Now, I won't claim anyone is going to make a mint off this -- but with serious proposals to sequence 10K vertebrate genomes, such high-throughput physical mapping could be really useful and not a tiny business.


Anonymous said...

Using the PacBio strobed reads for physical mapping is an interesting idea. I think that there are some computational problems with it though, unless PacBio can get much higher accuracy on single reads than they currently get. It doesn't do much good to have spaced reads if the error rate is so high that they can't be mapped to contigs assembled from higher-quality data.

nexgensequencing said...

One thing we seem to be overlooking also is the polymerase need not be holding on to the DNA for multiple 10 Kb runs. In fact I doubt the polymerase can be processive for more than 1 Kb on a regular basis. So for strobe sequencing we are looking at possibly 100-200 base sequences (in a circle) being looked at multiple times. Another huge disadvantage with the strobe method is the inability to initiate the strobing at specific positions (at least for now. It is easily fixable), in effect you might only be doing a 1x coverage of the whole sequence rather than 5x coverage of a particular section of the sequence, which in my opinion, is more useful given error rates.

Keith Robison said...

There appears to have been a slight confusion between the circular consensus mode on PacBio and strobe sequencing with very long fragments. The PacBio Science paper puts the processivity of their polymerase at over 70Kb and PacBio has claimed they can go 100Kb.

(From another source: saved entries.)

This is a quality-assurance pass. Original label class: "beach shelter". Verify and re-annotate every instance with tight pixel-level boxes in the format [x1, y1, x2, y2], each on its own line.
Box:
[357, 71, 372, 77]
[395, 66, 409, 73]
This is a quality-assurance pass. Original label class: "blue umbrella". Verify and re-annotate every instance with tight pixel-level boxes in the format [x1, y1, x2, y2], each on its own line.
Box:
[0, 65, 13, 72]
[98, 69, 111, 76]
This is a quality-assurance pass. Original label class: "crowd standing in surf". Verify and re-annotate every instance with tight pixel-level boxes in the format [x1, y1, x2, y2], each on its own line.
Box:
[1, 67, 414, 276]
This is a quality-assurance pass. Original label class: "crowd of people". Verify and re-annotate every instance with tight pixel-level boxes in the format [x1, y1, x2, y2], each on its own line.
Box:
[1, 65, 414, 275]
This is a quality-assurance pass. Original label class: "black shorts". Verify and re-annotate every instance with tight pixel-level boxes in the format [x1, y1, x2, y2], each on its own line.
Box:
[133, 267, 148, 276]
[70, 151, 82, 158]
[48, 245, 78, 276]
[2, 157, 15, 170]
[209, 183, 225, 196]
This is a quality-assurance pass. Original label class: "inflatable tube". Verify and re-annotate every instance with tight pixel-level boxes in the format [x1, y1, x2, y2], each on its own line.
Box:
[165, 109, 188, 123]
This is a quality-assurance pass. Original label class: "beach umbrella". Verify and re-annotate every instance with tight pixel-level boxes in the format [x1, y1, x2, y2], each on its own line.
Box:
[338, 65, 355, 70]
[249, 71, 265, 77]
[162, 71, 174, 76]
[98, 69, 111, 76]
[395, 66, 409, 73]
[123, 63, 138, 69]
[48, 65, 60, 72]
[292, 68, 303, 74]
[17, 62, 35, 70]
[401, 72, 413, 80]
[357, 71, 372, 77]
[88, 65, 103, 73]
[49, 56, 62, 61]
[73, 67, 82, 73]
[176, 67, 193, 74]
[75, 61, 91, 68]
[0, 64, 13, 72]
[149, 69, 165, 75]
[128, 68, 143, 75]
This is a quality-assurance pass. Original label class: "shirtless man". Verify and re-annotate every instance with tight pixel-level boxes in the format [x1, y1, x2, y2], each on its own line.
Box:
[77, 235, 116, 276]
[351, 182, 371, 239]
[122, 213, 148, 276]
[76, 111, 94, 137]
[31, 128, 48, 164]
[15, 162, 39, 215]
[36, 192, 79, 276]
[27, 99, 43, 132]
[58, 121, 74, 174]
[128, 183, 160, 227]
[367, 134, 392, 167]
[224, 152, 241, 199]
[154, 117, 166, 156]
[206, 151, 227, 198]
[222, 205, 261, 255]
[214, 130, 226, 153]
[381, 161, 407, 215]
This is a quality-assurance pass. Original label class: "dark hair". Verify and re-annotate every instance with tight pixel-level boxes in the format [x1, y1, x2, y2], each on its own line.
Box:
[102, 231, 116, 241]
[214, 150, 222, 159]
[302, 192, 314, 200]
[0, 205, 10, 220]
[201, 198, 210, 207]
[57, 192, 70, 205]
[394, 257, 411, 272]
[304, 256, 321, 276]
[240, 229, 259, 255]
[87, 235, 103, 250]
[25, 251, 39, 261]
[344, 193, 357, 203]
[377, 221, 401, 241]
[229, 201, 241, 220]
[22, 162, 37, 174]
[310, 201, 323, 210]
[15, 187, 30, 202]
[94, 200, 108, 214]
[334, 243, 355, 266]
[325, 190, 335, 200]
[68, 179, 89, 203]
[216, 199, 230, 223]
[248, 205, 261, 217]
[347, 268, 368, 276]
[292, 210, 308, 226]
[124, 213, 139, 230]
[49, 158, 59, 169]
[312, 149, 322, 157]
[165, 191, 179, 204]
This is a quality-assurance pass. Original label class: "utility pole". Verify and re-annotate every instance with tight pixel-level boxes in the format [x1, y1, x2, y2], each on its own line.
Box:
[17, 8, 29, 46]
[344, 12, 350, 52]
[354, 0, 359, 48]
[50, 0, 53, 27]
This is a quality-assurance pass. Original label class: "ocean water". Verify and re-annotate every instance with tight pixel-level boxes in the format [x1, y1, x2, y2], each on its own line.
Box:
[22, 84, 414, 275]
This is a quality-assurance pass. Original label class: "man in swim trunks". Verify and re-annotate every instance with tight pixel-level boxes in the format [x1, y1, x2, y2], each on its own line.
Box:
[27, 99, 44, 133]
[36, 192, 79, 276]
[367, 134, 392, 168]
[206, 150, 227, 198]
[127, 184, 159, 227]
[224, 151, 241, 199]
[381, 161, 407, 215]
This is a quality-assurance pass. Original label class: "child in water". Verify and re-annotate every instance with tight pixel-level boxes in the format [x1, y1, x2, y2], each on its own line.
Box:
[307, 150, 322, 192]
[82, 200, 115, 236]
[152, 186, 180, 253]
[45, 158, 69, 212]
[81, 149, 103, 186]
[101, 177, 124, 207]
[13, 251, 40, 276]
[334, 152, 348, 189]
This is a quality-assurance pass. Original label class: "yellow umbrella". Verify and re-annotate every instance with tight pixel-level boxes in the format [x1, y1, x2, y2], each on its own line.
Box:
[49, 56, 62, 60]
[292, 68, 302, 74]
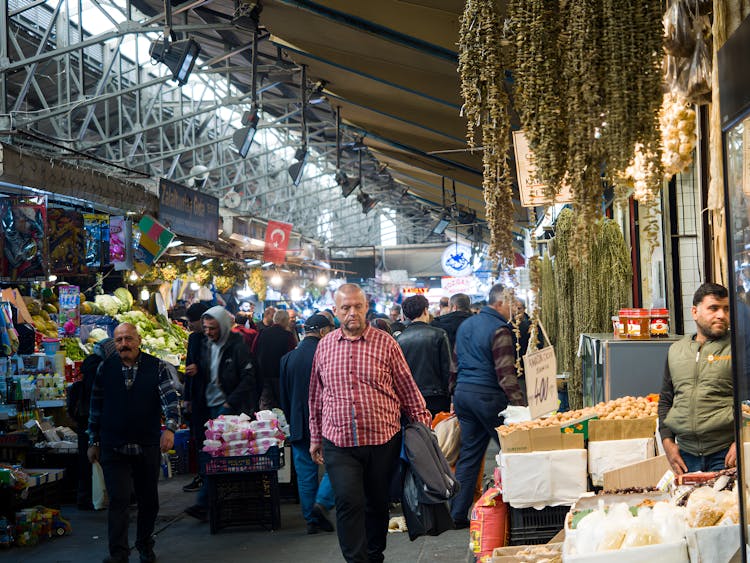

I'd agree that what you get from each strobe is unpredictable & may be of low quality -- so perhaps a lot of the reads in my scenario would not be (fully) usable and perhaps fewer, longer islands would the best strategy.

Jackal said...

I think that you have put your finger on a major cost consideration here which is frequently overlooked. The steep increase in sequencing output associated with the NGS "race to the top" can be used for sequencing large genomes (including heterogeneous cancer genomes) in one run. Alternatively, the output can be used to sequence pooled smaller targets in a highly multiplexed fashion. If one wishes to deconvolute the reads, a molecular barcode needs to be incorporated into each sequencing library. Many future research and diagnostic NGS applications will require multiplexing, and unless much cheaper library preparation methods methods are developed, we will be unable to fully benefit from the inexpensive ultra high output NGS.